El teléfono de Paula volvió a sonar. Era Gabriel.
Paula contestó, con la voz un poco ronca: —Colega.
Gabriel dijo: —Ya me enteré del asunto. ¿Te llamó tu padre?
Paula asintió: —Me dijo que vaya ahora a L'Orangerie.
Gabriel dijo: —Ve primero a ver cuál es la situación. Y no seas impulsiva ni imprudente. —Enfatizó mucho esta última frase.
Paula dijo: —Lo sé.
Colgó el teléfono.
Paula se tomó un momento para calmarse y le dijo a Esmeralda: —Perdón, Esme, primero te llevaré a casa.

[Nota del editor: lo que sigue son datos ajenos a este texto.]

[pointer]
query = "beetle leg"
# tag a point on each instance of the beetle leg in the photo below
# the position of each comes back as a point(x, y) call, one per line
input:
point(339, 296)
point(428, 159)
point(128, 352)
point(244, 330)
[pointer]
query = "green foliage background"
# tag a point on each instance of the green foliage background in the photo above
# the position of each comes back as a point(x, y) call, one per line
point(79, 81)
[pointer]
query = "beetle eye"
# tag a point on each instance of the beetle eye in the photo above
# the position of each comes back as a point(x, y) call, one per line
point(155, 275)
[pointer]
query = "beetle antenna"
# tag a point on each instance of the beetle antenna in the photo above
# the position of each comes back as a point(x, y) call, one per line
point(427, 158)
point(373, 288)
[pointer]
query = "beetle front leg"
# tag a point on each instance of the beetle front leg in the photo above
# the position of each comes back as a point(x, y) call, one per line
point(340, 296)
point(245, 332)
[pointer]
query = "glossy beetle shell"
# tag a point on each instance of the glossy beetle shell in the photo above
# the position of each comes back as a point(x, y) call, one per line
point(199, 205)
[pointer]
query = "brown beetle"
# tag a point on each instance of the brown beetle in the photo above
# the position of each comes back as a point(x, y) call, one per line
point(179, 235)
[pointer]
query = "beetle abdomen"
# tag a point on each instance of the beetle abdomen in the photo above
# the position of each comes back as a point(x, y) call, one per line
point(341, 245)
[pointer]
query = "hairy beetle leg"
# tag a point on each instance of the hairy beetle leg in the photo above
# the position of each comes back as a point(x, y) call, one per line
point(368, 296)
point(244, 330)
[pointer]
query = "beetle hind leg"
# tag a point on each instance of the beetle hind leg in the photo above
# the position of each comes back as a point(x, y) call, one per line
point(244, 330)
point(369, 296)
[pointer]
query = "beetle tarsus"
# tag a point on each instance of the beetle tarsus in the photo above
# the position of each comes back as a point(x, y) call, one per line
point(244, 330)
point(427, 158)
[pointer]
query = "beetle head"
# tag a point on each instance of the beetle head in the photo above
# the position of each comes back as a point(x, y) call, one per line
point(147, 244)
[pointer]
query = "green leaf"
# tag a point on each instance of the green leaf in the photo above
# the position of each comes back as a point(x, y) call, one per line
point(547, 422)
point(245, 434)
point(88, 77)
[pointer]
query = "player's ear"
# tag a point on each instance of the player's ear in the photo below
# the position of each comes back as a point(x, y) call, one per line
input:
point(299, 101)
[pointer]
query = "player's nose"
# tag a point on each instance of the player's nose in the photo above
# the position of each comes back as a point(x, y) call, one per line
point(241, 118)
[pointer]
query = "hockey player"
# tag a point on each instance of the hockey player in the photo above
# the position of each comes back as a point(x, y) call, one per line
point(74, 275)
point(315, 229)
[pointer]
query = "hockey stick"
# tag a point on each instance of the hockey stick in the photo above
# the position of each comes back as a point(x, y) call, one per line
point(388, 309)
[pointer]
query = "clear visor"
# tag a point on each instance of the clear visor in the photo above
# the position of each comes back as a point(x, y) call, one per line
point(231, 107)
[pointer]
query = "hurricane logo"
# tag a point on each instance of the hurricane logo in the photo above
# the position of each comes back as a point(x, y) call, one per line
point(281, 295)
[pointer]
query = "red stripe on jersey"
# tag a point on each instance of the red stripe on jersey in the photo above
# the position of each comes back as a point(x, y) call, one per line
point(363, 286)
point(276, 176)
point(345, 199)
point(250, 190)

Esmeralda respondió: —Ahí adelante está el metro, puedo regresarme en metro.
Su esposo se estaba vengando por su novia, y ella no podía ayudar en nada. Incluso se arrepentía de si lo que le dijo a David ese día lo había hecho enojar aún más.
Paula no insistió, solo le encargó que tuviera cuidado en el camino.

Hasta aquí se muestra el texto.